If a test doesn't clearly belong to the file's concern, it's probably a duplicate.

5. Setup is not a test

If the first 80% of a test is creating documents and subscribing — and every other test does the same thing — that's setup, not testing. Use beforeEach or helper functions for shared setup.

Similarly, don't write separate tests for "can connect" and "can subscribe" when every real test already connects and subscribes as setup. The real tests implicitly verify those work.

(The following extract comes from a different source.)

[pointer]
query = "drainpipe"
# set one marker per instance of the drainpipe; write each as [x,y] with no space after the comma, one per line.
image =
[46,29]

6. Make the handler do something observable

When testing handler execution, the handler should transform its input in some way so you can verify it actually ran:

// Handler appends "_" to title — proves handler executed, not just raw CRUD
handler: async (ctx, args) => {
    return ctx.db.insert('todos', {
        title: args.title + '_',
        completed: 0,
    })
}

If the handler is a passthrough, you can't distinguish "handler ran" from "raw args were inserted directly."

7. Write the test before the code when chasing a bug

When a bug is found, the first step is writing a test that fails because of the bug. This ensures:

  • The bug is real (not a misunderstanding)
  • The fix actually works (test goes green)
  • The bug can't regress (test stays in the suite)

Example: the offline handler sync bug was caught because the test asserted serverDoc?.title === localDoc?.title — comparing the actual states rather than hardcoding expected values.